Consider two real-valued random variables $X,Y$ on a probability space $(\Omega,\mathcal{A}, \mathbb{P})$, where $Y$ is standard normal distributed and let $q >2$. Further let $\Vert X\Vert_q := (\mathbb{E}(\vert X \vert^q))^{1/q}$ denote the $L^q$ norm. What I'm looking for is an estimation of the kind $$\tag{$*$}\Vert (XY)^q \Vert_1 \le c_q \Vert X^q \Vert_1.$$
If both were independent, then $$\Vert (XY)^q \Vert_1 = \Vert Y^q \Vert_1 \Vert X^q \Vert_1$$ would hold and $c_q = \Vert Y^q \Vert_1 < \infty$. If they are not independent then my idea was to apply Hoelder's inequality and obtain $$\Vert (XY)^q \Vert_1 \le \Vert X^q \Vert_1 \Vert Y^q \Vert_\infty,$$ but $\Vert Y^q \Vert_\infty < \infty$ does not hold. I tried different variations of Hoelder and tried to use the fact that $\Vert Z\Vert_p \le \Vert Z \Vert_q$ whenever $p \le q$, but nothing worked.
I assume that something like $(*)$ is not possible without the independence $Y$ and $X$, has someone a counterexample in mind?
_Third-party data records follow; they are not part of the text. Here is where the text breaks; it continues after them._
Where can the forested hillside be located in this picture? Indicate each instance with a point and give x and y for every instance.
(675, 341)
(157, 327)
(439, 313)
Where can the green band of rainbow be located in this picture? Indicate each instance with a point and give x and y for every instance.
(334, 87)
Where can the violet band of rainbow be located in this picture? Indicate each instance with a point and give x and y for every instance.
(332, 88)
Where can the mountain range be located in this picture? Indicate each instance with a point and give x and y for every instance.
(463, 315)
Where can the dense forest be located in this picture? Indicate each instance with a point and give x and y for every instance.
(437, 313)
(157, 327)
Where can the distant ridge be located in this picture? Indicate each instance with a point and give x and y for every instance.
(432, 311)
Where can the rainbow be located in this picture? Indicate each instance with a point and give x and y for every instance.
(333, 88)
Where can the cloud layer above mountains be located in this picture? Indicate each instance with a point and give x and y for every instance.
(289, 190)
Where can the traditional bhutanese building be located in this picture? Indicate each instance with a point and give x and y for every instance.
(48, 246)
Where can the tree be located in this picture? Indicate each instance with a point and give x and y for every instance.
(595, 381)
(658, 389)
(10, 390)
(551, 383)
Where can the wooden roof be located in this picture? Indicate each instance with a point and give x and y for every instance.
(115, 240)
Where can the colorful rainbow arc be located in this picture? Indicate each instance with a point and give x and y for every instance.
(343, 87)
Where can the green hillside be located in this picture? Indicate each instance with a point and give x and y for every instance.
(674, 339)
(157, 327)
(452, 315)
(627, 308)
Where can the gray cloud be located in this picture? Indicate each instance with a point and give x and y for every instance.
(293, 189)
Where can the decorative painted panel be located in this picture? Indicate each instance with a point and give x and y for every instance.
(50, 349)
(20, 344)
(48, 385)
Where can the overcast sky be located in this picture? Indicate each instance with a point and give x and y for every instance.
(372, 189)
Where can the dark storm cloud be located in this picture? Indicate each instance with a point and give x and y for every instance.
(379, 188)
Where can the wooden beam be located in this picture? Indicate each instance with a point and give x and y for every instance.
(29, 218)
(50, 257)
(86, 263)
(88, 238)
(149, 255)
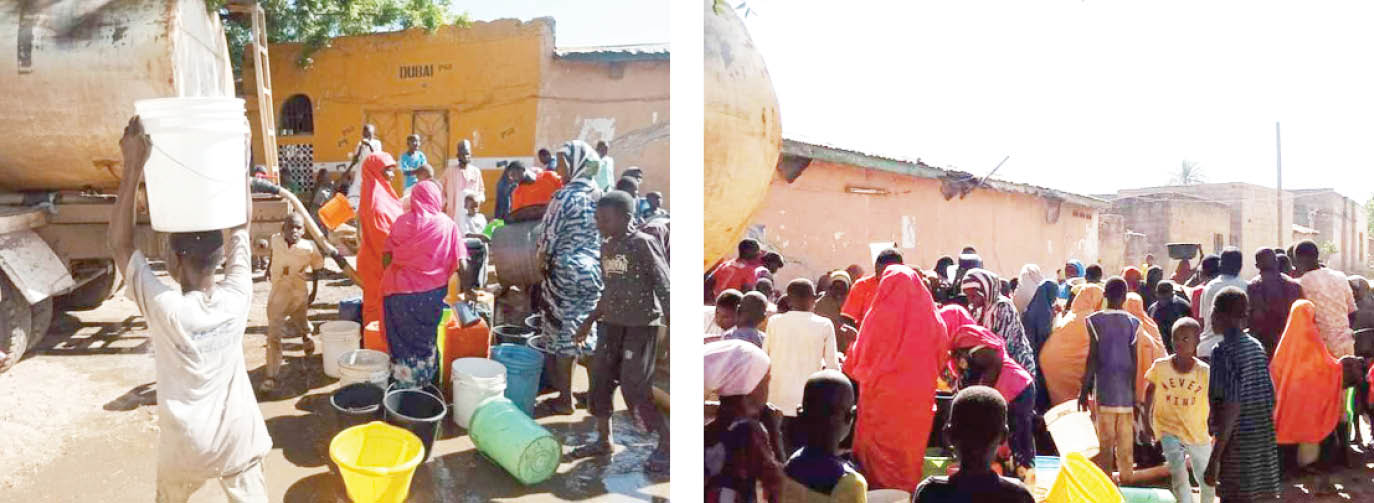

This is indeed not possible without the independence of $X$ and $Y$. Let $p \in (\frac{1}{q},1+\frac 1q)$ and $$X = \frac{e^{\frac{Y^2}{2q}}}{|Y|^p}1_{|Y| > 1}.$$ Then \begin{align*} \mathbb{E}[|X|^q] &= \frac{2}{\sqrt{2 \pi}} \int_1^\infty \frac{e^{\frac{y^2}{2}}}{|y|^{pq}} e^{-y^2/2}dy \\ &= \frac{2}{\sqrt{2 \pi}} \int_1^\infty \frac{1}{|y|^{pq}}dy < \infty \end{align*} because $pq > 1$, but \begin{align*} \mathbb{E}[|YX|^q] &= \frac{2}{\sqrt{2 \pi}} \int_1^\infty |y|^q\frac{e^{\frac{y^2}{2}}}{|y|^{pq}} e^{-y^2/2}dy \\ &= \frac{2}{\sqrt{2 \pi}} \int_1^\infty |y|^{q(1-p)}dy = \infty \end{align*} because $q (1-p) > -1$.